The second major issue for landlords is their relationship with their bank. Banks or other financial institutions, whether chartered nationally or state chartered, cannot legally possess, move, receive, or otherwise “touch” money involved in an illegal activity. Banks who are receiving money that they know comes from illegal activity (illegal under federal law, if not state law) are concerned they may be found to have violated money laundering laws and face criminal sanction, much less lose their charters. Some landlords have been told by the lender holding the mortgage on their property that if they lease to marijuana related tenants, their loans will be called on the basis of illegal activity.
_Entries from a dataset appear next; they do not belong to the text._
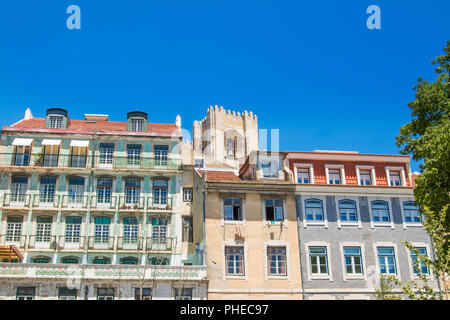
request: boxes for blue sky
[0,0,450,170]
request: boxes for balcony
[31,193,60,209]
[0,153,182,170]
[28,235,58,250]
[3,193,31,208]
[91,196,117,210]
[117,237,144,250]
[58,235,86,250]
[119,195,145,210]
[61,194,89,209]
[0,263,206,281]
[88,236,115,250]
[147,196,172,211]
[0,235,27,249]
[145,238,175,252]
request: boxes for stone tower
[193,105,258,169]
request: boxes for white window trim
[302,194,328,229]
[339,241,367,281]
[405,242,434,280]
[373,242,402,281]
[220,194,247,226]
[356,166,377,187]
[334,196,362,229]
[325,164,346,186]
[367,197,395,229]
[261,196,288,228]
[305,241,333,281]
[222,241,248,281]
[264,241,291,281]
[399,198,423,229]
[385,167,407,187]
[294,163,314,184]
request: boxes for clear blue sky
[0,0,450,170]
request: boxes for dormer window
[49,116,63,129]
[131,119,144,132]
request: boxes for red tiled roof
[2,118,182,138]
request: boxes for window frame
[325,164,347,186]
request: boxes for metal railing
[88,236,115,250]
[0,151,182,170]
[28,235,58,250]
[31,193,60,209]
[91,196,117,209]
[0,235,27,249]
[3,193,31,208]
[58,235,86,250]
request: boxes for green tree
[396,40,450,299]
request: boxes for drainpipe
[295,196,305,300]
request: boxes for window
[411,247,430,274]
[99,143,114,165]
[64,216,81,243]
[403,201,422,223]
[153,179,169,205]
[16,287,36,300]
[344,247,363,275]
[225,247,245,276]
[70,146,87,168]
[58,287,77,300]
[328,169,341,184]
[372,201,391,222]
[152,218,168,245]
[69,177,84,205]
[183,217,193,242]
[377,247,397,274]
[183,188,192,202]
[154,145,169,166]
[92,257,111,264]
[97,177,112,206]
[31,257,50,263]
[149,257,169,266]
[6,216,23,242]
[359,170,372,186]
[49,116,63,129]
[297,168,311,183]
[127,144,142,166]
[309,247,328,275]
[42,144,59,167]
[13,146,31,166]
[61,257,80,264]
[389,170,402,187]
[36,216,53,242]
[134,288,152,300]
[123,218,138,243]
[11,176,28,203]
[125,178,141,205]
[267,247,287,276]
[173,288,192,300]
[94,217,111,243]
[97,288,114,300]
[131,119,144,132]
[339,200,358,222]
[223,198,243,221]
[120,257,138,265]
[39,176,56,204]
[266,199,284,221]
[305,199,324,221]
[194,159,205,169]
[226,137,236,158]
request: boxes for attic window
[50,116,63,129]
[131,119,144,132]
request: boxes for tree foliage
[396,40,450,299]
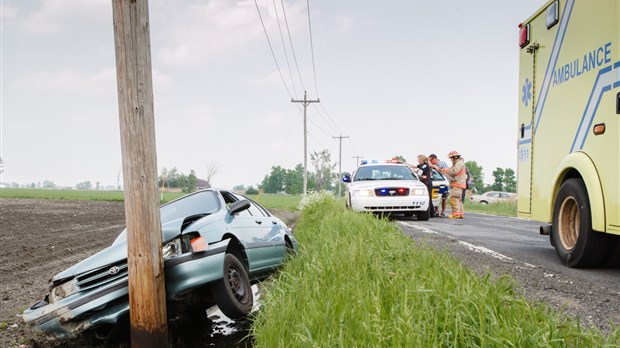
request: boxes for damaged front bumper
[22,240,228,339]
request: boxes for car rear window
[160,191,219,223]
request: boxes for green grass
[253,200,620,347]
[248,193,302,211]
[0,188,301,211]
[0,188,124,201]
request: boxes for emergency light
[519,24,530,48]
[545,1,560,29]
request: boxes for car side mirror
[229,199,250,215]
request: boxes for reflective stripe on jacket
[443,158,467,190]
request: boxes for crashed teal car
[23,189,297,339]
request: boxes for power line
[306,0,319,98]
[273,0,297,95]
[280,0,306,91]
[254,0,293,98]
[332,134,349,197]
[290,91,320,196]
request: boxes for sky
[0,0,544,188]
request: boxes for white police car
[342,160,429,220]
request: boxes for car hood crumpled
[52,219,183,281]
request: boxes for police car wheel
[551,179,607,268]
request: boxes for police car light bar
[360,159,403,165]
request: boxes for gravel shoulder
[401,225,620,333]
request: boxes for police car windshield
[353,165,418,181]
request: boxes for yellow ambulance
[517,0,620,267]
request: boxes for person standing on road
[428,153,450,217]
[418,155,435,217]
[461,157,474,204]
[443,151,467,219]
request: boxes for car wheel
[213,254,253,319]
[551,179,608,267]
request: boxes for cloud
[151,0,307,66]
[336,15,355,33]
[21,0,112,35]
[18,68,116,91]
[0,4,17,21]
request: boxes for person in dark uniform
[417,155,435,217]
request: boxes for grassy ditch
[253,194,620,347]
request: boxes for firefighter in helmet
[442,151,467,219]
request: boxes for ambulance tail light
[519,24,530,48]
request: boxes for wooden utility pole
[112,0,168,347]
[332,134,349,197]
[291,91,321,196]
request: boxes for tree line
[256,150,517,194]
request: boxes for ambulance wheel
[551,179,607,268]
[416,210,431,221]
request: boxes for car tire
[213,253,254,319]
[551,179,608,268]
[416,210,431,221]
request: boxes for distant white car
[342,160,430,220]
[470,191,517,204]
[432,169,450,207]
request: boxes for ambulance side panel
[517,0,620,234]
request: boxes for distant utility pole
[353,156,364,168]
[110,0,168,348]
[291,91,321,196]
[332,134,349,197]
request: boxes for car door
[226,194,286,274]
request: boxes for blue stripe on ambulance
[534,0,575,133]
[570,62,620,152]
[614,61,620,88]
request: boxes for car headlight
[49,278,77,303]
[411,188,428,196]
[161,238,183,259]
[351,190,375,197]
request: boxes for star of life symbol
[521,78,532,106]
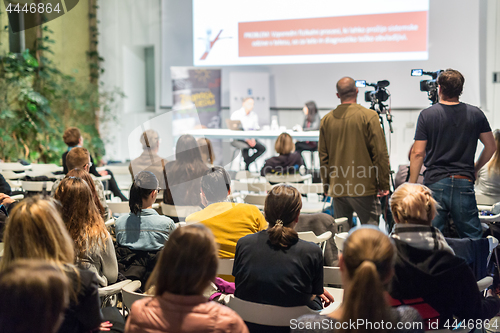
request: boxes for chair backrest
[323,266,342,286]
[121,280,148,310]
[161,202,201,218]
[217,259,234,275]
[234,170,260,180]
[335,217,350,233]
[0,170,26,180]
[231,180,273,192]
[266,173,312,183]
[0,163,31,171]
[289,183,325,194]
[227,297,317,326]
[334,232,348,252]
[106,201,130,214]
[244,194,267,206]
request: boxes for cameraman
[318,77,389,226]
[410,69,496,238]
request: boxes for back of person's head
[128,171,159,215]
[306,101,318,122]
[337,77,358,101]
[274,133,295,155]
[146,224,218,296]
[175,134,203,164]
[54,176,108,258]
[63,127,82,147]
[0,196,75,270]
[437,68,465,98]
[0,260,70,333]
[340,228,395,333]
[488,129,500,174]
[264,185,302,247]
[140,129,160,150]
[201,166,231,204]
[197,138,215,165]
[66,147,90,170]
[66,168,105,218]
[390,183,437,225]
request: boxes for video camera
[356,80,390,111]
[411,69,443,104]
[356,80,393,133]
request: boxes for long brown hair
[341,228,396,333]
[264,185,302,247]
[389,183,437,225]
[0,196,75,270]
[0,260,70,333]
[488,129,500,174]
[54,176,109,259]
[146,224,218,296]
[66,168,106,219]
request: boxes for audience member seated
[54,177,118,287]
[260,133,304,176]
[389,183,500,328]
[394,145,425,188]
[196,138,215,168]
[128,129,168,189]
[295,101,321,163]
[0,173,12,195]
[62,127,127,201]
[163,135,208,206]
[186,167,267,258]
[50,147,111,221]
[66,168,110,221]
[0,197,123,333]
[125,224,248,333]
[233,185,333,322]
[115,171,175,251]
[0,260,70,333]
[292,227,424,333]
[474,129,500,202]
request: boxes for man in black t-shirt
[410,69,496,238]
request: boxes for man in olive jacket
[318,77,389,226]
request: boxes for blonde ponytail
[390,183,437,225]
[341,228,396,333]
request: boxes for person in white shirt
[231,97,266,170]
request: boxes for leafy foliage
[0,7,123,164]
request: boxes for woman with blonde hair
[54,176,118,287]
[474,129,500,203]
[125,224,248,333]
[0,197,113,333]
[390,183,500,329]
[260,133,304,176]
[292,227,424,333]
[0,260,70,333]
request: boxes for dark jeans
[238,140,266,170]
[427,178,482,239]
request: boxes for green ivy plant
[0,6,124,164]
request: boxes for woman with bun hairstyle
[233,185,333,320]
[291,227,424,333]
[125,224,248,333]
[390,183,500,329]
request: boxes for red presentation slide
[238,11,427,57]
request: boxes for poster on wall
[170,67,222,161]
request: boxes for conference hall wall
[101,0,498,168]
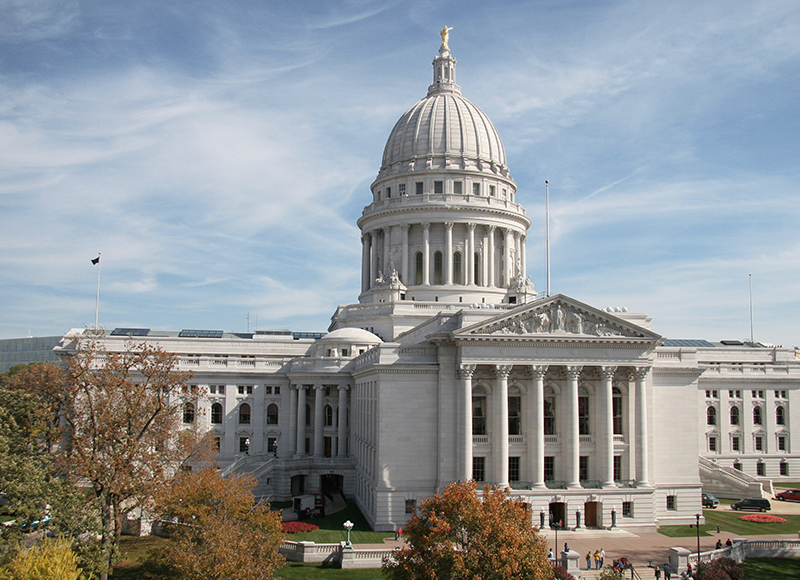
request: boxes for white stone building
[53,38,800,530]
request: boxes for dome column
[444,222,453,286]
[486,226,495,287]
[422,222,431,286]
[465,222,475,286]
[400,223,411,286]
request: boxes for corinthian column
[631,367,650,487]
[597,367,617,487]
[564,366,583,489]
[492,365,512,487]
[457,365,475,481]
[527,365,547,489]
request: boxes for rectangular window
[406,499,417,514]
[472,457,486,481]
[544,456,556,481]
[578,455,589,481]
[508,457,519,481]
[622,501,633,518]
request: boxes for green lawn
[740,558,800,580]
[658,508,800,538]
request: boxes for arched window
[544,388,556,435]
[508,387,522,435]
[611,387,622,435]
[183,403,194,423]
[472,387,486,435]
[211,403,222,425]
[239,403,250,425]
[453,252,464,284]
[578,387,591,435]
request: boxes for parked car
[703,491,719,509]
[731,497,772,512]
[775,489,800,501]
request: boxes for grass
[658,509,800,538]
[740,558,800,580]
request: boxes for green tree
[156,468,284,580]
[383,482,553,580]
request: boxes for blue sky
[0,0,800,346]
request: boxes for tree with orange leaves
[59,335,207,579]
[383,481,553,580]
[156,467,285,580]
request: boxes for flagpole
[94,252,103,331]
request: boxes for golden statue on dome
[439,26,453,51]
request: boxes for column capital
[456,364,477,379]
[600,366,617,381]
[527,365,549,379]
[494,365,514,379]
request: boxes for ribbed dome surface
[381,92,506,171]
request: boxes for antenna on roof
[544,179,550,298]
[747,274,755,342]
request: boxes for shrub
[281,522,319,534]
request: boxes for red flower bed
[281,522,319,534]
[739,514,786,524]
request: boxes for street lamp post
[344,520,355,548]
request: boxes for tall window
[183,403,194,423]
[578,387,590,435]
[611,387,622,435]
[453,252,464,284]
[433,252,442,284]
[472,457,486,481]
[239,403,250,425]
[544,389,556,435]
[508,387,522,435]
[472,387,486,435]
[211,403,222,425]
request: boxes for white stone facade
[53,38,800,530]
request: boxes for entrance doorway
[550,502,567,529]
[583,501,600,528]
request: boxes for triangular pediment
[453,294,661,342]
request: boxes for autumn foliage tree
[60,335,208,578]
[383,482,553,580]
[156,468,284,580]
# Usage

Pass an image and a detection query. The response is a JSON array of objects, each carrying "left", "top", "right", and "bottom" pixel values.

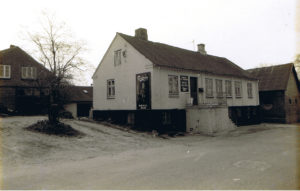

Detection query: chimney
[
  {"left": 197, "top": 44, "right": 207, "bottom": 55},
  {"left": 135, "top": 28, "right": 148, "bottom": 40}
]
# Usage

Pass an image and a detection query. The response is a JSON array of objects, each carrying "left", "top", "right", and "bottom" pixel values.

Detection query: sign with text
[{"left": 180, "top": 76, "right": 189, "bottom": 92}]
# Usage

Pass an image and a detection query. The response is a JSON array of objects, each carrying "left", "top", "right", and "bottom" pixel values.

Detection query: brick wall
[
  {"left": 0, "top": 87, "right": 16, "bottom": 110},
  {"left": 285, "top": 71, "right": 300, "bottom": 123}
]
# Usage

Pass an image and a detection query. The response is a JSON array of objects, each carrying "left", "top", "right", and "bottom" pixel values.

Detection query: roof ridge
[
  {"left": 117, "top": 32, "right": 227, "bottom": 59},
  {"left": 247, "top": 62, "right": 294, "bottom": 70},
  {"left": 117, "top": 32, "right": 256, "bottom": 80}
]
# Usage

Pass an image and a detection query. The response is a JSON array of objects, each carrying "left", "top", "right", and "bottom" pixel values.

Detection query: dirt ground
[{"left": 0, "top": 116, "right": 300, "bottom": 189}]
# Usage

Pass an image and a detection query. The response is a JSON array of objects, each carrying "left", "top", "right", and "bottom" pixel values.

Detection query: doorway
[
  {"left": 190, "top": 77, "right": 198, "bottom": 105},
  {"left": 136, "top": 72, "right": 151, "bottom": 109}
]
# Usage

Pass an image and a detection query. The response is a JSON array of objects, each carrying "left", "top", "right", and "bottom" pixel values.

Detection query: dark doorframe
[
  {"left": 190, "top": 77, "right": 198, "bottom": 105},
  {"left": 136, "top": 72, "right": 151, "bottom": 109}
]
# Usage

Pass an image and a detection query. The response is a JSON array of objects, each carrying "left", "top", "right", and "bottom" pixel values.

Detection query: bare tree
[
  {"left": 294, "top": 54, "right": 300, "bottom": 79},
  {"left": 28, "top": 14, "right": 86, "bottom": 123}
]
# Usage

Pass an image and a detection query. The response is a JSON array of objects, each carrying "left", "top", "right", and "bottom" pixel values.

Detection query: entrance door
[
  {"left": 190, "top": 77, "right": 198, "bottom": 105},
  {"left": 136, "top": 72, "right": 151, "bottom": 109}
]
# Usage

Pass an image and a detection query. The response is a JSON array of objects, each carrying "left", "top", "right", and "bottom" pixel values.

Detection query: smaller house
[
  {"left": 64, "top": 86, "right": 93, "bottom": 118},
  {"left": 0, "top": 45, "right": 51, "bottom": 114},
  {"left": 248, "top": 63, "right": 300, "bottom": 123}
]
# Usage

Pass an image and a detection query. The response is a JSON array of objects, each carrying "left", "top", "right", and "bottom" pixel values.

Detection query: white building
[{"left": 93, "top": 28, "right": 259, "bottom": 133}]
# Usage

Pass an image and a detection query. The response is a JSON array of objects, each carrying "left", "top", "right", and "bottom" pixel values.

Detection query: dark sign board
[{"left": 180, "top": 76, "right": 189, "bottom": 92}]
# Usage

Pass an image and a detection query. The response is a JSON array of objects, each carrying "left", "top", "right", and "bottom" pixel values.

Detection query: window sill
[{"left": 169, "top": 94, "right": 179, "bottom": 98}]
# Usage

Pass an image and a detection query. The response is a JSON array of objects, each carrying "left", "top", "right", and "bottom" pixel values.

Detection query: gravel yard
[{"left": 0, "top": 116, "right": 300, "bottom": 189}]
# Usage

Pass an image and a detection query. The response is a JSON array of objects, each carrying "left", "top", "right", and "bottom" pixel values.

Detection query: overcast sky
[{"left": 0, "top": 0, "right": 300, "bottom": 85}]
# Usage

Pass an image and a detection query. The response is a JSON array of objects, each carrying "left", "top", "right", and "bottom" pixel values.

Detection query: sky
[{"left": 0, "top": 0, "right": 300, "bottom": 85}]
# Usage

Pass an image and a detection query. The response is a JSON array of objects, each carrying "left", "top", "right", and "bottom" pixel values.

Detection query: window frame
[
  {"left": 234, "top": 81, "right": 243, "bottom": 98},
  {"left": 247, "top": 82, "right": 253, "bottom": 98},
  {"left": 106, "top": 79, "right": 116, "bottom": 99},
  {"left": 215, "top": 79, "right": 223, "bottom": 98},
  {"left": 21, "top": 66, "right": 37, "bottom": 80},
  {"left": 168, "top": 75, "right": 179, "bottom": 97},
  {"left": 0, "top": 64, "right": 11, "bottom": 79},
  {"left": 225, "top": 80, "right": 232, "bottom": 98},
  {"left": 205, "top": 78, "right": 214, "bottom": 98},
  {"left": 114, "top": 49, "right": 122, "bottom": 66}
]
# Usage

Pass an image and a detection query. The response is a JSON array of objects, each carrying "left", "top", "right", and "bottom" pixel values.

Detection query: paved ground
[{"left": 0, "top": 117, "right": 300, "bottom": 189}]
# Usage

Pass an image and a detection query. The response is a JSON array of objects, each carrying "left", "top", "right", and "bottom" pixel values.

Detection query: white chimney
[
  {"left": 135, "top": 28, "right": 148, "bottom": 40},
  {"left": 197, "top": 44, "right": 207, "bottom": 55}
]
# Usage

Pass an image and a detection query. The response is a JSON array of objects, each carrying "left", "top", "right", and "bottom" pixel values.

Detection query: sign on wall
[{"left": 180, "top": 76, "right": 189, "bottom": 92}]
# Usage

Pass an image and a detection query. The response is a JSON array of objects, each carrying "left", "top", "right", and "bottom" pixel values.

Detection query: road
[{"left": 3, "top": 117, "right": 300, "bottom": 189}]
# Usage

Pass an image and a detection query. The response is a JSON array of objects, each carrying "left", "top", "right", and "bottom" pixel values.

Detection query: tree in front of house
[
  {"left": 29, "top": 14, "right": 86, "bottom": 124},
  {"left": 294, "top": 54, "right": 300, "bottom": 79}
]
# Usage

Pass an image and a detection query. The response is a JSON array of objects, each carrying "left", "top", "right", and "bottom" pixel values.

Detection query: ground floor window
[
  {"left": 205, "top": 78, "right": 214, "bottom": 97},
  {"left": 247, "top": 83, "right": 253, "bottom": 98},
  {"left": 168, "top": 75, "right": 179, "bottom": 96},
  {"left": 107, "top": 79, "right": 115, "bottom": 99},
  {"left": 234, "top": 81, "right": 242, "bottom": 98}
]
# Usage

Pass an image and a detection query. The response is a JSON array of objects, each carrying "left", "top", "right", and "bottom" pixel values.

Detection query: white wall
[
  {"left": 152, "top": 67, "right": 259, "bottom": 109},
  {"left": 93, "top": 35, "right": 153, "bottom": 110},
  {"left": 93, "top": 34, "right": 259, "bottom": 110}
]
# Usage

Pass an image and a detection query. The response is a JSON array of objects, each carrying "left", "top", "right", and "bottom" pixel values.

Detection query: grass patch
[{"left": 25, "top": 120, "right": 84, "bottom": 137}]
Others have been told that even if their loans are not called, they will not be given any new credit. Others who don’t even have loans have been told by their lenders that they do not want rents from marijuana tenants deposited in their bank. While a “fix” at the federal level is being discussed, given the atmosphere in Congress, no one can predict whether such a fix is likely.
The new laws legalizing marijuana have created a challenging situation for commercial landlords. Any landlord dealing with a marijuana related businesses should consult an attorney familiar with these issues.
Disclaimer: This article and blog are intended to inform the reader of general legal principles applicable to the subject area. They are not intended to provide legal advice regarding specific problems or circumstances. Readers should consult with competent counsel with regard to specific situations.